Beberapa tokoh penting yang hadir meliputi Menteri Agraria dan Tata Ruang/Kepala BPN Nusron Wahid, Menteri Energi dan Sumber Daya Mineral Bahlil Lahadalia, serta Wakil Menteri Dalam Negeri Komjen Pol. Ahmad Wiyagus. Turut hadir pula Wakil Menteri Pemuda dan Olahraga Taufik Hidayat.

Selain itu, Kepala Badan Pengendalian Pembangunan dan Investigasi Khusus Aries Marsudiyanto juga turut memeriahkan acara. Dari jajaran TNI, hadir Danpuspom TNI Mayjen TNI Yusri Nuryanto dan Askomlek Panglima TNI Marsda TNI Basuko Rochmat.

Kejaksaan Agung juga diwakili oleh Jaksa Agung Muda Pembinaan (Jambin) Hendro Dewanto, Jaksa Agung Muda Pengawasan (Jamwas) Rudi Margono, Jaksa Agung Muda Tindak Pidana Khusus Kuntadi, Jaksa Agung Muda Tindak Pidana Umum Leonard Eben Ezer Simanjuntak, dan Jaksa Agung Muda Pidana Militer Mayjen TNI M. Ali Ridho. Kepala BRIN Arif Satria dan Kepala BNPT Komjen Pol. (Purn.) Eddy Hartono, serta mantan Kapolri Jenderal Pol. (Purn.) Idham Azis juga terlihat di lokasi.

Inklusivitas dan Partisipasi Beragam dalam Kapolri Cup 2026

Kapolri Cup 2026 tidak hanya melibatkan pejabat pemerintah, tetapi juga membuka pintu bagi partisipasi luas dari berbagai kalangan. Kejuaraan ini diikuti oleh atlet nasional dari Persatuan Bulu Tangkis Seluruh Indonesia (PBSI).

Selain itu, atlet dari National Paralympic Committee Indonesia (NPCI) juga turut berkompetisi, menunjukkan komitmen terhadap inklusivitas. Irjen Pol. Ahmad Ramadhan menyatakan bahwa keterlibatan atlet NPCI adalah bentuk dukungan nyata.

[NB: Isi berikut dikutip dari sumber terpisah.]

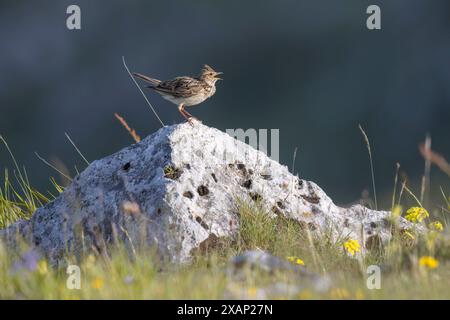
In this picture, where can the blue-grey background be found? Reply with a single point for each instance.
(308, 67)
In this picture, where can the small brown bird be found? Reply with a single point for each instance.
(186, 91)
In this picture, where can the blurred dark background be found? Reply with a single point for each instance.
(308, 67)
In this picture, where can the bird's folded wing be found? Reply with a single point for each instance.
(179, 87)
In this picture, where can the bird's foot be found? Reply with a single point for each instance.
(192, 120)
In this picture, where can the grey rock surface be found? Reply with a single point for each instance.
(177, 190)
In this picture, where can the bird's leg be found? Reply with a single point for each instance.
(184, 113)
(190, 115)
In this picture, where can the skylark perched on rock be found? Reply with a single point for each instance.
(186, 91)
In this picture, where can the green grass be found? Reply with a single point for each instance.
(146, 277)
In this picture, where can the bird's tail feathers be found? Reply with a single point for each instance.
(148, 79)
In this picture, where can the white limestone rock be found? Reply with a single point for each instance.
(177, 190)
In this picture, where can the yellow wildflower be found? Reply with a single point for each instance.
(97, 283)
(416, 214)
(436, 226)
(428, 262)
(296, 260)
(352, 246)
(396, 211)
(305, 295)
(42, 267)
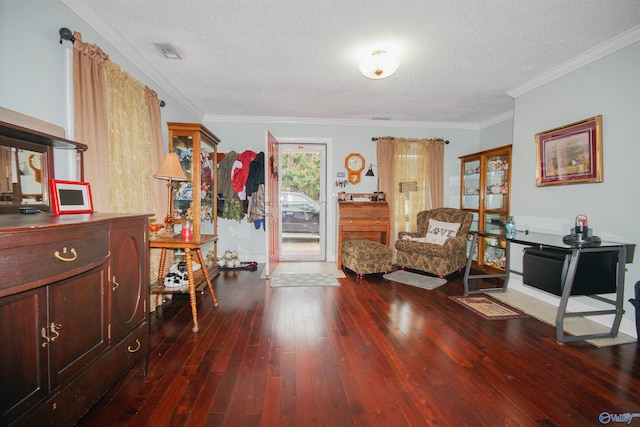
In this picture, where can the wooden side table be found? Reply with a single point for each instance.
(176, 242)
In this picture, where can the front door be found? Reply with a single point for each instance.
(272, 206)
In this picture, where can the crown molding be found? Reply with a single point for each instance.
(507, 115)
(339, 122)
(88, 14)
(603, 49)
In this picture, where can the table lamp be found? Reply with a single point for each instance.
(170, 170)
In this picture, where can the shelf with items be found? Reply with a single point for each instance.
(485, 191)
(197, 150)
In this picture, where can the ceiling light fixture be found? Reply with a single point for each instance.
(379, 66)
(167, 50)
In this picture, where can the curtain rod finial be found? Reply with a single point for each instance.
(66, 34)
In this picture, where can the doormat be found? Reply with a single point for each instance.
(303, 280)
(488, 308)
(414, 279)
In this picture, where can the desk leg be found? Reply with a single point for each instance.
(163, 259)
(192, 289)
(205, 273)
(467, 270)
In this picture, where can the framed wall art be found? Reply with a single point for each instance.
(570, 154)
(69, 197)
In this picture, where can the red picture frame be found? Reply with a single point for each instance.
(570, 154)
(70, 197)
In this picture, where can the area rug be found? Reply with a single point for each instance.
(303, 280)
(488, 308)
(547, 312)
(414, 279)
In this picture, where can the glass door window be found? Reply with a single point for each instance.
(302, 207)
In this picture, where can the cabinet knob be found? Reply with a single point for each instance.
(65, 255)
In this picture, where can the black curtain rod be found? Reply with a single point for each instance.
(67, 34)
(375, 138)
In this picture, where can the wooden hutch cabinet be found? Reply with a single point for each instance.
(196, 198)
(485, 187)
(361, 218)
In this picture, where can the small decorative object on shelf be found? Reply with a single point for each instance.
(187, 230)
(511, 227)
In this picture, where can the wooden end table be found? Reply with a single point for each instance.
(166, 242)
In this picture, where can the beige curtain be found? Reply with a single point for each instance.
(402, 160)
(90, 117)
(119, 119)
(157, 153)
(130, 146)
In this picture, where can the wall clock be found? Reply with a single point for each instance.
(354, 163)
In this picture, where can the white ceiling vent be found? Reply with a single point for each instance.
(167, 50)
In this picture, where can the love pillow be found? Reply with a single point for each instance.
(439, 231)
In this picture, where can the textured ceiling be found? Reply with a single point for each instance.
(299, 58)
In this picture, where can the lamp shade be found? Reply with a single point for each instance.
(379, 65)
(170, 169)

Ini memberikan kesempatan setara bagi penyandang disabilitas untuk berkompetisi dan berprestasi.

Sejumlah figur publik turut memeriahkan ajang ini, menambah daya tarik dan memperluas jangkauan pesan sinergi. Partisipasi beragam ini memperkuat semangat kebersamaan di luar batas institusional.

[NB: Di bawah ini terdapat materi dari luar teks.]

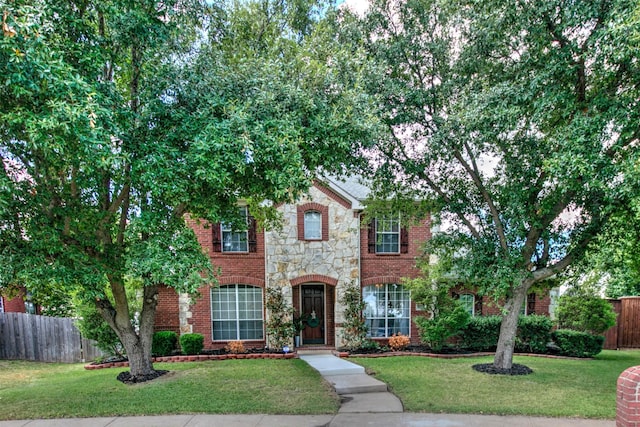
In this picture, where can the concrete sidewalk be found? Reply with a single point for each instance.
(339, 420)
(365, 402)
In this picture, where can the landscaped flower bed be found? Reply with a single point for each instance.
(198, 358)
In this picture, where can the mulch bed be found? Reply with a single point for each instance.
(127, 378)
(516, 369)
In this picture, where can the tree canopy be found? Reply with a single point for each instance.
(120, 118)
(517, 121)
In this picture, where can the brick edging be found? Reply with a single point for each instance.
(198, 358)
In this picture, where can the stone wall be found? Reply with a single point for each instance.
(290, 259)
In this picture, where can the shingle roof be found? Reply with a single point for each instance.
(353, 188)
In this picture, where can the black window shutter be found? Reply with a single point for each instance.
(404, 240)
(253, 234)
(217, 237)
(371, 236)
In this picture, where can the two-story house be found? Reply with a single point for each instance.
(324, 244)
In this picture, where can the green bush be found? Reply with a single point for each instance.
(534, 333)
(577, 344)
(164, 342)
(191, 343)
(481, 333)
(585, 313)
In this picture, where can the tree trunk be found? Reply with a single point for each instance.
(509, 326)
(136, 344)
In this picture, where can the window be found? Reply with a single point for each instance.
(312, 225)
(529, 306)
(236, 312)
(313, 221)
(469, 303)
(235, 241)
(388, 235)
(387, 310)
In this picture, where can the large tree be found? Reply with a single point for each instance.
(517, 120)
(118, 119)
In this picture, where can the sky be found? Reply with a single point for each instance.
(358, 6)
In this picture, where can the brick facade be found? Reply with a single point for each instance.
(285, 260)
(628, 398)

Harapan Penguatan Koordinasi dan Pelayanan Publik

Soliditas antara Polri dan TNI menjadi elemen krusial dalam menjaga stabilitas keamanan nasional, sebagaimana ditekankan oleh Irjen Pol. Ahmad Ramadhan. Kolaborasi dengan Kejaksaan Agung juga memperkuat penegakan hukum yang profesional dan berkeadilan.

Kehadiran menteri, wakil menteri, BPK, Badan Pengendalian Pembangunan dan Investigasi Khusus, serta kementerian dan lembaga lainnya menunjukkan dukungan lintas sektor. Dukungan ini penting untuk berbagai program strategis pemerintah.

Ramadhan berharap semangat kebersamaan yang terjalin dalam Kapolri Cup 2026 dapat terus memperkuat komunikasi dan koordinasi antarlembaga. Tujuannya adalah untuk menjalankan tugas dan memberikan pelayanan terbaik bagi masyarakat.

"Semakin baik hubungan antarlembaga, semakin kuat pula koordinasi dalam memberikan pelayanan kepada masyarakat," ujar Irjen Pol. Ahmad Ramadhan. Hal ini menegaskan pentingnya kolaborasi untuk efektivitas pelayanan publik.